= John Middleton Co. =

American cigar manufacturer

John Middleton Co., a subsidiary of Altria Group, is the second largest manufacturer of large machine-made cigars, and a maker of pipe tobacco.

==Brands==
Cigar brands sold by John Middleton include Black & Mild, Middleton's Cherry Blend, Gold & Mild and Prince Albert. Prince Albert cigars are available in Soft Cherry Vanilla and Soft & Sweet Vanilla varieties. Black & Mild is the top-selling cigar in the five-pack category in the United States, with nearly a third of the market in 2009.

Pipe tobacco brands include Prince Albert and Carter Hall. At one time they produced several now discontinued blends.

==History==
In 1856, John Middleton opened a tobacco store in Philadelphia, Pennsylvania. Later, his family added more stores and a mail order business.

In 1950, the company began making its own pipe tobacco, and by 1959 sold its stores and concentrated on making and selling tobacco. In 1960, John Middleton Co. moved to King of Prussia, Pennsylvania. In 1968, using Middleton's Cherry Blend (its best-selling brand at the time), the company began making pipe-tobacco cigars. In 1980, Black & Mild became the company's second cigar brand, and its top seller by 1996.

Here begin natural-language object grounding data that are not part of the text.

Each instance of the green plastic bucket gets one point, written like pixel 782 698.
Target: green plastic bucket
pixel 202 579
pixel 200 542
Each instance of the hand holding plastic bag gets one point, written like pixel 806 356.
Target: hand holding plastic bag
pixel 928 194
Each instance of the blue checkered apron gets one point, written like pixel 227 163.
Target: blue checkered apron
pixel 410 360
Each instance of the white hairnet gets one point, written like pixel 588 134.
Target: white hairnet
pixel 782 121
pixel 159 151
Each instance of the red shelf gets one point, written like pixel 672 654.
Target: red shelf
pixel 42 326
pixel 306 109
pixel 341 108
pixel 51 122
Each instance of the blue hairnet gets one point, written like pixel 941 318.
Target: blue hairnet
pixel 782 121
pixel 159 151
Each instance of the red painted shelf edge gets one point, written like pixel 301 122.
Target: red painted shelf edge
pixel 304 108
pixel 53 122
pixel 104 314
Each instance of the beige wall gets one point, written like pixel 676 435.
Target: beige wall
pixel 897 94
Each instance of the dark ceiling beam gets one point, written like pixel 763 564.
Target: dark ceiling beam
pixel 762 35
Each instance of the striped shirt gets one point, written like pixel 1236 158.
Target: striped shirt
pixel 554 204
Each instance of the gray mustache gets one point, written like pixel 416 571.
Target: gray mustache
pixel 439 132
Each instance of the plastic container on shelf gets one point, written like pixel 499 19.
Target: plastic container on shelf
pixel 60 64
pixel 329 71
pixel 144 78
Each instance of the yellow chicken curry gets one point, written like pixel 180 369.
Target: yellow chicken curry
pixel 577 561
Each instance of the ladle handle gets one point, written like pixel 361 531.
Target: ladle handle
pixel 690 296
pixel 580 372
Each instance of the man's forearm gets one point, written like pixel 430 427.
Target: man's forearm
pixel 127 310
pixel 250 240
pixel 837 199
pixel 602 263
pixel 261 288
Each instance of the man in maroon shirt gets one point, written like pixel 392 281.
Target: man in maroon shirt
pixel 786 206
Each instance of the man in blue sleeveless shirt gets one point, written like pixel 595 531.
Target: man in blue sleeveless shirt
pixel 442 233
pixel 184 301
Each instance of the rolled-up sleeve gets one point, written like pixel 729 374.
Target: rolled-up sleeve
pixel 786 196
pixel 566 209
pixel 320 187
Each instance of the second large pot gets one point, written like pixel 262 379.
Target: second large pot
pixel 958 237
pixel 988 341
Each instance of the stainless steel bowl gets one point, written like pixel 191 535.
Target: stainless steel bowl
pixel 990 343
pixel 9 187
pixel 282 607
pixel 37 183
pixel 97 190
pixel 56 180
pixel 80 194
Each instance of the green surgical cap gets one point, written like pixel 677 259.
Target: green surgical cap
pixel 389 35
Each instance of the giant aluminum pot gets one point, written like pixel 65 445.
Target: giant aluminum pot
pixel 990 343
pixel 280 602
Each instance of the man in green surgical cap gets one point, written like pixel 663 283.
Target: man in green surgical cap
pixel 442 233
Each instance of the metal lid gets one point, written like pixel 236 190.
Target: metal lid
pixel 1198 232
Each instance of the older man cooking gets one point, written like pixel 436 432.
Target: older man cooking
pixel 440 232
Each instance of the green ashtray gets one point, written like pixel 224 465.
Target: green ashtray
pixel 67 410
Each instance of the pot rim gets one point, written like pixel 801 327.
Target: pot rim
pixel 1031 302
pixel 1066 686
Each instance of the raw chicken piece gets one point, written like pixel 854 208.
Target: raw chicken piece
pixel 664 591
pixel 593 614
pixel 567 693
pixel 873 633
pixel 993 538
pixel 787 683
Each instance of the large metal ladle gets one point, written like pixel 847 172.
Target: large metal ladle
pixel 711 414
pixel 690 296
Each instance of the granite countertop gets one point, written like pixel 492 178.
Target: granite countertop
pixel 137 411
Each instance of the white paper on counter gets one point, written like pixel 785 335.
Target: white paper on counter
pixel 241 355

By the late 1980s, John Middleton Co. had bought the pipe tobacco brands Kentucky Club, Prince Albert, Carter Hall, Apple and Royal Comfort.

In 1997, the company bought a facility in Limerick, Pennsylvania, which became its primary manufacturing location the next year. Processing remained at King of Prussia. Also in the 1990s, the company introduced two Prince Albert cigar brands.

In 2007, John Middleton Co. became a subsidiary of Altria Group. During the same decade, the company introduced several more Black & Mild cigar products, including one that was shorter than the others.